Read that article and you wouldn't love it as much. Of all the high-level languages whose compilation and evaluation model I am familiar with, Perl5's has got to be the worst. I can't even classify it; the intermediate representation and evalution is not stack based or register based, it's not threaded interpretation, not metacircular, it's not graph reduction or term rewriting, not even "string" based (a la the weird 3rd implementation of Scheme in Kent Dybvig's PhD thesis.) So what on bloody earth is Perl5? At least Basic has the decency is to be stupid, both in essence and appearance.

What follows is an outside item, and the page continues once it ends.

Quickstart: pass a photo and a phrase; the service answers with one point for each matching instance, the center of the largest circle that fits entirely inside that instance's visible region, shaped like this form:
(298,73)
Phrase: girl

Think of any language family and you could classify them in some fashion. They fit some sort of a theoretical model you could reason about. Perl5 is .. well, whatever Larry knew how to do. However, it does a good job of not sucking for Unix administration; whenever I need it, about once every 6 months, Perl saves me from the trouble of launching splitvt and reading the manuals of several unix utilities. It's like a John Waters or a Roger Corman* movie, so bad it's good.

--

* not to be confused with Richard Waters and the other Roger Corman, both fine Lispers ;-)

gdp · on Aug 18, 2009

It's building a parse tree, and then attempting to use the unambiguous bits like an abstract syntax tree, presumably to side-step the statically unresolvable ambiguity mentioned in the previous article.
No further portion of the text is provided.